My awe was washed away by a wave of logic and I laughed. I was willing to admire this work of craftsmanship from an architectural point of view… but my sense of wonderment stopped short at believing in wish machines. “No really. What is it?”

Curtis looked puzzled. “I just told you.”

“But you’re joking, right? I mean, nobody could possibly invent a machine that makes wishes come true.”

“Just as nobody could possibly open a brand new store on Main Street without old Mrs. Clements getting wind of it and gossiping about it all over town, right?”

He had a point. He had already pulled off a miracle by doing just that. Or had he? “Wait a minute, this is all starting to sound a little too strange. Is this a prank? Am I having a dream? That’s it, isn’t it. This is all a dream, right?”

Curtis gave a mischievous smile. “That’s open for interpretation. In the meantime, aren’t you curious to see howThe Nutcrackerworks?”

“Sure, why not. I’d be lying if I said I wasn’t curious.”

“First you need to know one thing. The machine can’t do all the heavy lifting for you. To make your wish come true, you’ll need to work for it. You’ll need to think clearly, you’ll need to act fast, you’ll need to work with the machine if you want your wish granted.”

“Okay, now I’m intrigued. And a little nervous.”

“Don’t be nervous. All you have to remember is… everything is connected. Everything.” He took my hand and I flinched at his touch. “It’s okay,” he smiled.

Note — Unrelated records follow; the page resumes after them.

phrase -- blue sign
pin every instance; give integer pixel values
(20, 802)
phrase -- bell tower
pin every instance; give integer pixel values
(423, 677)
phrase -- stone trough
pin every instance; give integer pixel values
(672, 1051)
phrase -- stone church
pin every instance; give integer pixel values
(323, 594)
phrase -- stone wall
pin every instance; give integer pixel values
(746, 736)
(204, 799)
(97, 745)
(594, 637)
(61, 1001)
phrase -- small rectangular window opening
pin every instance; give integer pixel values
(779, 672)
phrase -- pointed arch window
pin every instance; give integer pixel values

He led me over to a gadget near the curtain. We had passed it on the way into the room and I hadn’t even noticed it was there. There was far too much else in the room to swallow my attention.

The gadget sat on a table. It looked like something you’d find in an old antique store in a town hidden in the mountains and lost in time. The contraption had a steel funnel at the top and a hand crank on the side. Next to it was a wooden bowl filled with walnuts.

“This is where it begins. All you have to do is choose a walnut, make a wish, and put it in the machine.”

“Make a wish?”

Curtis nodded.

“On a walnut?”

“You do have a wish you’d like to come true, don’t you? Just one little wish?”

I did. Of course I did. More than anything I wished that my grandmother would remember the love of her life. More than anything I wanted to hear her say my grandfather’s name. I wanted to listen to her tell me stories of their life together, the way she used to when I was young.

“Yes I have a wish,” was all I said.

“Then make it. Pick up a walnut and make your wish.”

I looked into the bowl. All the walnuts looked the same. There didn’t seem to be anything unique or special or at all magical about them. They just looked like… walnuts.

I reached into the bowl and let my fingers dance over the bumpy edges of the walnuts, then settled on one in particular. It sounds odd, but for some reason it felt like the walnut for me.

I picked it up and glanced at Curtis, as though he might burst out laughing and shout ‘Pranked!’. But he didn’t. He simply nodded and said, “Go ahead. Make your wish. Then drop the walnut into the top of the machine.”

I closed my eyes.

I held the walnut to my lips and mumbled my wish into the nut so quietly nobody but me could hear it.

Then, opening my eyes, I dropped the walnut into the funnel in the top of the contraption.

“Now turn the crank,” Curtis told me.

I placed my hand on the crank and began winding it. Inside the machine I heard a whir and rattle, then a loud crack.

From a small opening at the foot of the machine came a perfectly shelled walnut, wonkily rolling onto a narrow chute almost like a little slide made especially for nuts. The chute carried the walnut off the edge of the table and along the wall of the room where it came to rest on the end of a long wooden spoon.

I looked at Curtis, somewhat confused. “Is that it?”